Ketika Kristian sibuk menaikkan koper, Harry menyikut Pamungkas.
“Daddy—”
“Ssst!” desis Pamungkas
segera, memelotot. “Jangan panggil Daddy.”
Harry memutar bola mata. “Bapak Pamungkas,” ralatnya, “surat deklarasi
barang-barang saya sudah siap belum?” Harry mengedipkan mata.
“Udah. Kamu daftarin aja bagasi kamu.” Pamungkas mengeluarkan selembar
surat dari dalam jasnya.
“Termasuk konfeti?”
“Iya.”
Ketika giliran Harry memasukkan bagasi, Pamungkas menemaninya.
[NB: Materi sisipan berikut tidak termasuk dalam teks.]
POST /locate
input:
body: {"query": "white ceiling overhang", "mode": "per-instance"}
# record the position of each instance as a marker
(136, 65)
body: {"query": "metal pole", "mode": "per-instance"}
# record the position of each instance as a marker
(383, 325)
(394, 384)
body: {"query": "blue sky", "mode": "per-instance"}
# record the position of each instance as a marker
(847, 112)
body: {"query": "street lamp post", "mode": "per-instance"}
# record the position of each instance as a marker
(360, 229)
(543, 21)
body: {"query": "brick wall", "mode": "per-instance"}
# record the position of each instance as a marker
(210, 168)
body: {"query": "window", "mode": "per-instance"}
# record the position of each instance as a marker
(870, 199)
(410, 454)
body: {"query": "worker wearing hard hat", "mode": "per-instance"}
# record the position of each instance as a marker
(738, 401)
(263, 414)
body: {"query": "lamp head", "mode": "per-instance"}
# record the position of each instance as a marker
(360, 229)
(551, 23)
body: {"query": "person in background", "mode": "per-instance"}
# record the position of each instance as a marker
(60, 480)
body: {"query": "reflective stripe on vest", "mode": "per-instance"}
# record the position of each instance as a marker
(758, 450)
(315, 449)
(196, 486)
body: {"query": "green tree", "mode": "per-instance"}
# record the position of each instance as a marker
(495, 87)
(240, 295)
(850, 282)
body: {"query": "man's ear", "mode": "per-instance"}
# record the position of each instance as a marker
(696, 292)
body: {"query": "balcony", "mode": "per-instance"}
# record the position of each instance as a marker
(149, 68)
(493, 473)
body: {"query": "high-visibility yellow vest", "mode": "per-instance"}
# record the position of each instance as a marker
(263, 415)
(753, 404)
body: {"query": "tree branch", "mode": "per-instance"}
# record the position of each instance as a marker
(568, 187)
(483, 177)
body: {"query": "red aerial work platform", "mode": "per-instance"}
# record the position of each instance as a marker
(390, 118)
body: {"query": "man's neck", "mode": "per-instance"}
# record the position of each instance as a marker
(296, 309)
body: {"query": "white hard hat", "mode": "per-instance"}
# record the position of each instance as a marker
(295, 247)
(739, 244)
Petugas check in menyapa Harry dengan senyum
lebar, “Ah, hello again! Did you get what
you need?”
Harry mengangguk. “Yes, I did! Here’s
my current declaration letter.” Harry menyikut Pamungkas di sampingnya.
“Let me see,” tanya
petugas perempuan itu seraya mengambil surat dari tangan Pamungkas. “Okay, then. But we still need to check this
visually, alongside scanning.”
“Ripper!” Harry memberikan
jempol. Petugas check in membuka isi
koper Harry dan meminta satu petugas TSA bandara untuk mengeceknya bersama.
Dalam penerbangan ini, Harry membawa beberapa barang terlarang seperti konfeti.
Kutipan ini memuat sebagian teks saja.